I’m writing a book chapter about productivity, much of which will be a rehash of my 20-year debate with the Productivity Commission over measures of multi-factor productivity (MFP). In the process, I reread this op-ed by Ross Gittins, and the Treasury article on which it is based, by Simon Campbell and Harry Withers. As a result, I had what seemed to me like a Eureka moment. As with all such moments, of course, my insight might turn out to be either wrong or obvious.
Campbell and Withers criticise the whole idea of MFP, which, as they note, is a residual; the extra growth after changes in labour and capital inputs are taken into account. This residual is sometimes called the Solow residual, after Robert Solow, who first discovered it when he tried to estimate models of economic growth in the 1950s. It’s normally explained as technological and more precisely (this is important) as “disembodied” technical change. That is, the residual consists of technological change that isn’t embodied in new and more powerful capital equipment, which should be captured in the measure of capital input.
Campbell and Withers point out that labour productivity has risen steadily, largely as a result of capital deepening (more capital per worker) and that this has been feasible because of a steady decline in the relative price of capital goods. They don’t however spell out the reasons for the falling price of capital goods. The crucial point is that nearly all technological progress in the last couple of decades has taken the form of cheaper, faster and more powerful information and communications technology (ICT). This appears, at least from the viewpoint of a country like Australia that imports its ICT equipment as a kind of embodied technological change. So, the capital contribution to increased productivity appears as capital deepening, not as increased capital productivity.

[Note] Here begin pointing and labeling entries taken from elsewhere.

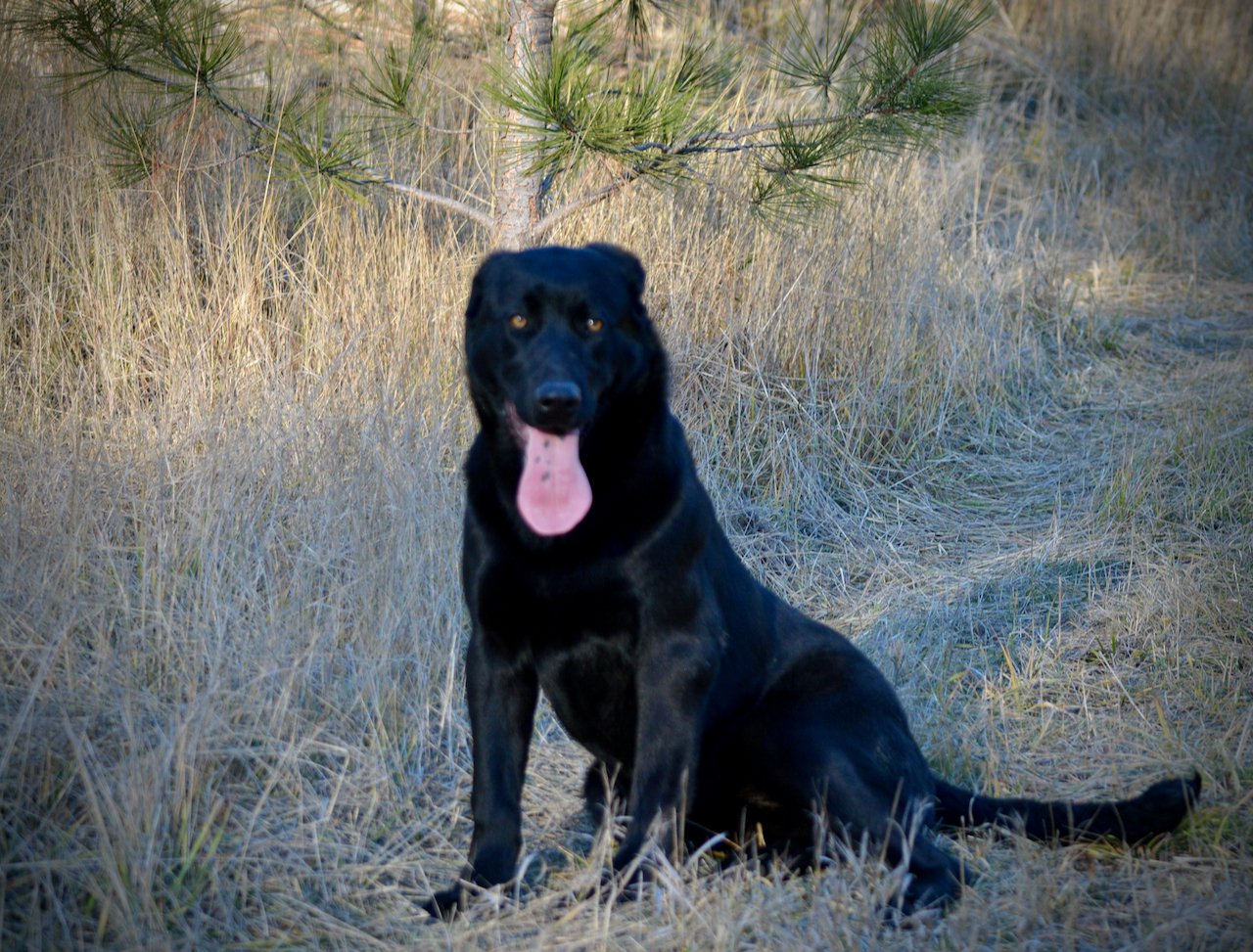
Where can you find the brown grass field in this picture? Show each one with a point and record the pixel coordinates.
(993, 415)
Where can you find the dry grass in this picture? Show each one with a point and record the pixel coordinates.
(993, 416)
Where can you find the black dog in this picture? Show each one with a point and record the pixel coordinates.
(594, 568)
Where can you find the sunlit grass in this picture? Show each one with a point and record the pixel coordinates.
(992, 416)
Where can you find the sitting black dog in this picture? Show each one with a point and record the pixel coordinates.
(594, 567)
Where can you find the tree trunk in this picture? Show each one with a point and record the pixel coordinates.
(520, 195)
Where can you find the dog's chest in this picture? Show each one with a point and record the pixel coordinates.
(581, 630)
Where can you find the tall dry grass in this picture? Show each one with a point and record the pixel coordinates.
(992, 416)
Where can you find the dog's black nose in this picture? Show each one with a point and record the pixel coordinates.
(558, 401)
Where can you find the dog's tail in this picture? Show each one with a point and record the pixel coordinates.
(1157, 810)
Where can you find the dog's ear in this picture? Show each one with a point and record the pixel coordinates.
(626, 262)
(479, 282)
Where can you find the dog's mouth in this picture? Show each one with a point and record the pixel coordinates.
(553, 494)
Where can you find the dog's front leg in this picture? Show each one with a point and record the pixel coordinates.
(673, 678)
(501, 692)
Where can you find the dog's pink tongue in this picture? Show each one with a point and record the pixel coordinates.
(554, 494)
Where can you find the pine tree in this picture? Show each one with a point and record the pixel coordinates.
(584, 103)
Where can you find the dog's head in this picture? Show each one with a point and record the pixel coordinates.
(556, 339)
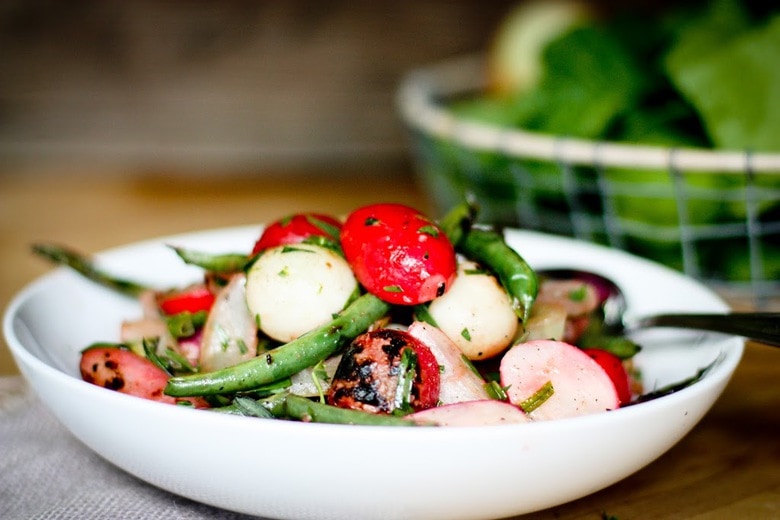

But wait, there’s more! The standard measure of labour productivity is output per hour worked. But that doesn’t take account of the quality of labour input, which is determined largely by education (also experience, but the average experience of the workforce doesn’t change much over time). If you accept that all productivity growth is explained either by better education or better (embodied) technology, then the Solow residual (that is, the rate of MFP growth) should be zero.
What’s left out here are the putative benefits of micro-economic reform, better management and so on. If these are important, MFP growth should be significantly greater than zero.
The ABS produces quality-adjusted measures of MFP and these are the ones we should be looking at. They are in Table 3 of the most recent report, which shows that MFP growth has been almost exactly zero this century.
The latest document excludes the fabled “productivity surge” of the mid-1990s, but also the productivity slump of the recession years immediately preceding that. Adding those periods in to the picture would still leave MFP so close to zero as to be negligible.
In summary, at least according to the ABS data, we can forget about microeconomic reform as a source of productivity growth. Changes in productivity are explained entirely by better education and faster computers.